BERLIN, Feb 25 (Reuters) – Hungarian Prime Minister Victor Orban has said the European Union’s promise of money and other concessions for Turkey in return for preventing more people leaving its shores for Europe is an “illusion”.

“We are begging Mr (Turkish President Tayyip) Erdogan submissively for security on our borders, in exchange for money and promises, because we can’t protect them ourselves,” Orban told Thursday’s mass-selling German daily Bild.

“This is making Europe’s future and security dependent on the goodwill of Turkey.”

EU countries this month approved a 3 billion euro ($3.3 billion) fund for Turkey to improve living conditions for refugees there in return for a promise to ensure that fewer of them migrate on to Europe.

The EU is counting on the deal to stem the influx after more than a million refugees poured in in 2015, the majority coming from the Middle East or Asia via Turkey. There is little sign of the flow ebbing this year.

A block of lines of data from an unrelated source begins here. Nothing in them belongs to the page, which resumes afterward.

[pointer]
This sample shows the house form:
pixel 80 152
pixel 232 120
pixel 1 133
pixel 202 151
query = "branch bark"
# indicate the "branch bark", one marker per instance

Orban has been one of the most outspoken critics of German Chancellor Angela Merkel’s welcoming stance towards refugees. On Wednesday, he announced plans for a referendum on EU plans to create a system of mandatory quotas for migrants.

“Brussels is making promises to the Turks that we can’t keep – or don’t want to keep. The plan to take in hundreds of thousands of refugees from Turkey and distribute them across Europe is an illusion,” he said.

If Hungary agreed to this, he said, “they would tie me up on the flagpole here in Budapest”.